Summary

Snowflake is adding a 99.99% SLA target to its service-level agreement (SLA). Our data shows that our existing SLA, targeting 99.9%, proved to actually be better for customers, so we’re also keeping that SLA. The objective of this change is to remove one potential point of confusion in a very complex topic, make it easier to compare our SLAs to our competitors, and put our money where our mouth is.

Background

Snowflake’s Support Policy defines our SLA to our customers. This document (which only a lawyer could love) provides a very measurable and unambiguous lens on our product, which can be reliably evaluated on a per-customer basis. At a high level, this is defined as no more than 1% query error rate, 99.9% of the time. This ensures reliable operation nearly all of the time, but acknowledges the potential for up to 43 minutes of outage over the course of a month.

Another data warehouse offers an SLA with different parameters, which is no more than a 10% error rate, 99.99% of the time. This permits a relatively high background rate of errors (up to 10%) all of the time, but limits complete outages to about 4 minutes per month.
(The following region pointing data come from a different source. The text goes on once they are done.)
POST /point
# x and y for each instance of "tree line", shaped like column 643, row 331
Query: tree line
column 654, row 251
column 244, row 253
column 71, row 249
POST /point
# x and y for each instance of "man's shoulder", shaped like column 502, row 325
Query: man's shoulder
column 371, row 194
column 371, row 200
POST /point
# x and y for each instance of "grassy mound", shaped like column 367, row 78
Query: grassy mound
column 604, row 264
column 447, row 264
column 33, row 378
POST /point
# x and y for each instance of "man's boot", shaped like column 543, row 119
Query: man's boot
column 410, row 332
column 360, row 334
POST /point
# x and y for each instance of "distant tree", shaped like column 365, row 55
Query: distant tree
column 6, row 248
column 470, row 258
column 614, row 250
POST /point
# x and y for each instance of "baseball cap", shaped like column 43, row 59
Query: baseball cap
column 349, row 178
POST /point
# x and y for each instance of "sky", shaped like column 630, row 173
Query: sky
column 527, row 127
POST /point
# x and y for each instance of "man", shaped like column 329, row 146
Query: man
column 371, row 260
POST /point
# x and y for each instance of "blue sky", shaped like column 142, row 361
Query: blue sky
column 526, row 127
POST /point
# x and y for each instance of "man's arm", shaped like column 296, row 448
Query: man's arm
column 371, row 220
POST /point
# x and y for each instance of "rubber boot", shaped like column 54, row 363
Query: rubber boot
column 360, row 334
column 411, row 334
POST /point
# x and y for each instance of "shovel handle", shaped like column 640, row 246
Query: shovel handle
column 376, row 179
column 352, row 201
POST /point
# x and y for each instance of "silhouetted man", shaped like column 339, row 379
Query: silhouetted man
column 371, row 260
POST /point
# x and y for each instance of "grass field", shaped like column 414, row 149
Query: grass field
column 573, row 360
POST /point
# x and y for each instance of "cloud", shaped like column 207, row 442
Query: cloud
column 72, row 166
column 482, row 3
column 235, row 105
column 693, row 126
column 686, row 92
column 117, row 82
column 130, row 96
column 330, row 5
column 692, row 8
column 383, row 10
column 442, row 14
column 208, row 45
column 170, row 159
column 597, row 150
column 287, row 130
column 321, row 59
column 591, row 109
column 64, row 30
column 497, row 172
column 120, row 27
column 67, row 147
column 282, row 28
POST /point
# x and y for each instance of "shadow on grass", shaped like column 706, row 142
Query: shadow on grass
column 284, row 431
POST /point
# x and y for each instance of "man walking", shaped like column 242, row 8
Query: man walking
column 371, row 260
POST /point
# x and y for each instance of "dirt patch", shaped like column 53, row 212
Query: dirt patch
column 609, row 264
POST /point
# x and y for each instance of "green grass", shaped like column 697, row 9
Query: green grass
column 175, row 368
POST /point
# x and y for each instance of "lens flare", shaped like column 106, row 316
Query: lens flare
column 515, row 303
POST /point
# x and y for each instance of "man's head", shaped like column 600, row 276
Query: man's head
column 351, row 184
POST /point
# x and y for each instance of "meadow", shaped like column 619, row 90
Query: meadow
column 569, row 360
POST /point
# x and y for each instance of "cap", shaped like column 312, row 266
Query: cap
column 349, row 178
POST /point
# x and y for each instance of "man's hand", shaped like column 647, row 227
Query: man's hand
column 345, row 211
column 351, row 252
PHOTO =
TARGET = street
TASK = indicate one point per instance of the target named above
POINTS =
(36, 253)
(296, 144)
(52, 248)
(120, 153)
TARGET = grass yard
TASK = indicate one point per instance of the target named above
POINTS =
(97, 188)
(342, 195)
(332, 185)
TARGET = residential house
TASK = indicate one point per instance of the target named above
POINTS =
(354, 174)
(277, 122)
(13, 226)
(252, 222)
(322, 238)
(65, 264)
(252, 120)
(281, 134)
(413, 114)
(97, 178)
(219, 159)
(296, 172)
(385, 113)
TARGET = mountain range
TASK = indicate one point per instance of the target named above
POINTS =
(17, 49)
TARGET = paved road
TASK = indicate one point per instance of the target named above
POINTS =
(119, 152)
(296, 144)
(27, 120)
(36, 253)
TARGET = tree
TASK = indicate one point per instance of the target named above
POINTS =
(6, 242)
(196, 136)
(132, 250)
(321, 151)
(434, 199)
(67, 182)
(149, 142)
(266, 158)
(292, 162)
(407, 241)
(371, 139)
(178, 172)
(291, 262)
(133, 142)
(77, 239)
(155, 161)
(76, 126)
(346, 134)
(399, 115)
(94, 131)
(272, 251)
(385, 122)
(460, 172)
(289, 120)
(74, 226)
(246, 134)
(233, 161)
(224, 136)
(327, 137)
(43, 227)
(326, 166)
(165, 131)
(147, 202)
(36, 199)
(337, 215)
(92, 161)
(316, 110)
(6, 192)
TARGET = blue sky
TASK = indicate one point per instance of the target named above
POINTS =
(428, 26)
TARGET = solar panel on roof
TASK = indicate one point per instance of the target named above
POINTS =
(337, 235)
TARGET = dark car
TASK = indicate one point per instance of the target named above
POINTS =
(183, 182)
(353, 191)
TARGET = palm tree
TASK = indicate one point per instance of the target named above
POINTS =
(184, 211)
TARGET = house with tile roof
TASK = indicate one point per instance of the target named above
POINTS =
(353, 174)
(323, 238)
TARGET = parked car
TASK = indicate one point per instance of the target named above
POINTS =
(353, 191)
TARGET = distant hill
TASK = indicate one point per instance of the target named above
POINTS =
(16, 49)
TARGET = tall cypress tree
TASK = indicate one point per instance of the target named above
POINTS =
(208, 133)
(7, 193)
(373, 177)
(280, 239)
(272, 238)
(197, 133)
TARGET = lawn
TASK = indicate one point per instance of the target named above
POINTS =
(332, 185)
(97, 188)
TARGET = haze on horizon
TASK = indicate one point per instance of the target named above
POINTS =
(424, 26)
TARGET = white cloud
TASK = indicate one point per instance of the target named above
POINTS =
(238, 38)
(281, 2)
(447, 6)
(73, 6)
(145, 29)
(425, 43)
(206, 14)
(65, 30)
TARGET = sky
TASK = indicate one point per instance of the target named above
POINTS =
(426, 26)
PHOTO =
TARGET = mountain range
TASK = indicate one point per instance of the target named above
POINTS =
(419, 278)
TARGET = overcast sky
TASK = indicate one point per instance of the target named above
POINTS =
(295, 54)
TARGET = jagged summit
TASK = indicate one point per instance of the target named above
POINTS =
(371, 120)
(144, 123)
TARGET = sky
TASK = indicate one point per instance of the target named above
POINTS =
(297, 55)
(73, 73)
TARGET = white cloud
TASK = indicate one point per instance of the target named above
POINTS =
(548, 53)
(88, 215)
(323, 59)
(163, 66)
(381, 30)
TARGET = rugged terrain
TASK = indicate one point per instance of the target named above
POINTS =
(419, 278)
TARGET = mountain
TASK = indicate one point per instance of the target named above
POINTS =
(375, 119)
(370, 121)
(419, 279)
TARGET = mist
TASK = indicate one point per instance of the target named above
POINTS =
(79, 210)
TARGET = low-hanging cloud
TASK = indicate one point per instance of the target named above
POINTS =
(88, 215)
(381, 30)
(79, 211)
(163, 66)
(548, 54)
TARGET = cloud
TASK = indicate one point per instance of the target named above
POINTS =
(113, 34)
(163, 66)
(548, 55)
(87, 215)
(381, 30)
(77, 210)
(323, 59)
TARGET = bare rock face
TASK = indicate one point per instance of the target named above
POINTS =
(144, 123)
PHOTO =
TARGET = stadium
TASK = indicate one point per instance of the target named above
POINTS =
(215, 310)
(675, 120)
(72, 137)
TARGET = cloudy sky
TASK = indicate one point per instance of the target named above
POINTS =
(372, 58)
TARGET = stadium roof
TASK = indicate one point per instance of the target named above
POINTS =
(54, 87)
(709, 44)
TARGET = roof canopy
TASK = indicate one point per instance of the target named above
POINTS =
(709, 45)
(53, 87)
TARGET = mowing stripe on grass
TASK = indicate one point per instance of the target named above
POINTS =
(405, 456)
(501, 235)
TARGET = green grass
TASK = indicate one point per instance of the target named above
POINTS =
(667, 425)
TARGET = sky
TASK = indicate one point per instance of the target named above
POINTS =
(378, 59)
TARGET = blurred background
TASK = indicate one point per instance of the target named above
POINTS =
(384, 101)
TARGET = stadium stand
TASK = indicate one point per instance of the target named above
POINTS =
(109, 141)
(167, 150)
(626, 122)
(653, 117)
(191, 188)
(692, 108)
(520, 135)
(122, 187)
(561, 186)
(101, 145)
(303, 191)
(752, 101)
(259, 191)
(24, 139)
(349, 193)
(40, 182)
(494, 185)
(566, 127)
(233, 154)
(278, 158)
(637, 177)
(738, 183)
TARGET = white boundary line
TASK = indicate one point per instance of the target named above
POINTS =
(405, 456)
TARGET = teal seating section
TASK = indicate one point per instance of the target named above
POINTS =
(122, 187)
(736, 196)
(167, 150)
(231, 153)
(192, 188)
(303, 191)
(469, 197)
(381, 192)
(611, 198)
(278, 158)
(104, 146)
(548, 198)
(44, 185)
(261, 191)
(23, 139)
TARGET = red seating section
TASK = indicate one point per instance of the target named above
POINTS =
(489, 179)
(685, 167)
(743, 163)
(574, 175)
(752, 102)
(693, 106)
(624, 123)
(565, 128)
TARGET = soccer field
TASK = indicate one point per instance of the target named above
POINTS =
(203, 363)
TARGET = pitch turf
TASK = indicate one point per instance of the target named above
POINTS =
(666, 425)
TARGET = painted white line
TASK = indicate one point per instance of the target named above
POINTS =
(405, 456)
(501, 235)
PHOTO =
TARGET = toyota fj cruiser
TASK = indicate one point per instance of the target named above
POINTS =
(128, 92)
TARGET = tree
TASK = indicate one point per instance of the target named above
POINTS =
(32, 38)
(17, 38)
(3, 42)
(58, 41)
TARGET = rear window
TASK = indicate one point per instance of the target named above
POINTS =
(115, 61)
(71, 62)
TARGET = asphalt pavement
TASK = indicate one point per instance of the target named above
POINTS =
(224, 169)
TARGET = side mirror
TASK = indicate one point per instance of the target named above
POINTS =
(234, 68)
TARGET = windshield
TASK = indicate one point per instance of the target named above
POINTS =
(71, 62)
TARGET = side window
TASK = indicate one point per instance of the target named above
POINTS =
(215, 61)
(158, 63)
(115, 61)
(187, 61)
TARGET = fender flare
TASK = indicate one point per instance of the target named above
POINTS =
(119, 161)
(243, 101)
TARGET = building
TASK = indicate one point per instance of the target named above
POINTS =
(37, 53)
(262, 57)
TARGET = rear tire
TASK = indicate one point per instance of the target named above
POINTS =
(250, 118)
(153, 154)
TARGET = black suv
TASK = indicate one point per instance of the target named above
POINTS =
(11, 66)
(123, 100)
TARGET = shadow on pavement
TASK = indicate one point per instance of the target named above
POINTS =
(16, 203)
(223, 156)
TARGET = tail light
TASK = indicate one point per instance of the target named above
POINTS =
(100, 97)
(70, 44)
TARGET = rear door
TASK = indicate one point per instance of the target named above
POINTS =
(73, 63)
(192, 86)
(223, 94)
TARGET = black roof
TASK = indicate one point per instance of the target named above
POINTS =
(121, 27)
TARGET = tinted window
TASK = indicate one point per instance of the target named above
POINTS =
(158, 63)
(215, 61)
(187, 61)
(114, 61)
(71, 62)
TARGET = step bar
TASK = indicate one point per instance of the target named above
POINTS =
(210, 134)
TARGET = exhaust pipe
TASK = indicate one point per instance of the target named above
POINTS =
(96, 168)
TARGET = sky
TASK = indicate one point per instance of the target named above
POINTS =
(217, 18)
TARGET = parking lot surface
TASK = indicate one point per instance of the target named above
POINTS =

In both cases, the user is offered usage credits if the SLA is violated. We have data going back several years that allows us to measure the reliability of Snowflake for our customers, and calculate the impact of these different SLA thresholds. We empirically offer more credits to users using our historical 1% error calculation as compared to the 10% error rate at 4 nines (99.99%), and we believe it is the more stringent measure which maps to what our customers actually want: all of their queries to succeed. 

The new SLA

Starting the month of June 2022, Snowflake will commit to a successful query execution SLA of the most demanding of two thresholds:

  • Less than 1% error rate, 99.9% of the time
  • Less than 10% error rate, 99.99% of the time

Primarily, this means we will now also offer our customers credits during months with a single extensive short outage, between 4 and 43 minutes in length, where we returned a very high rate of errors. This outage profile is uncommon for Snowflake. Our data shows that in a given month, if we adopted just the 10% error rate acceptability for 99.99% SLA, customers would experience a decrease in SLA credits of 40%. By adopting the best of both SLAs, customers will see approximately a 24% increase in the number of credits issued. These are not symmetric because almost all outages are currently covered by our existing SLA. This change acknowledges the importance of avoiding those outages, and aligns our incentives with those of our customers to ensure we continue to provide excellent service.

Technical minutia for reliability engineers

These industry-standard SLA thresholds are not particularly good measures of user experience.  The underlying service-level indicators (SLIs) focus on query execution, which misses many critical components of the actual user workflow, from client library behaviors to the correct results being served. They also are implicitly dependent upon the user being able to reach and authenticate to Snowflake.

We currently monitor many of these additional dimensions of availability, and incorporate them into our internal service-level objectives (SLOs). When we violate our SLOs we do rigorous internal engineering postmortems to understand why, and when they impact our users we publish external versions of these as a root cause analysis. We aggregate the data from those postmortems by Snowflake deployment, and publish that “availability” data on our Community site. While this aggregate measure does not directly translate into SLA credits, it does give insight into the increasing upward trend of our reliability over time.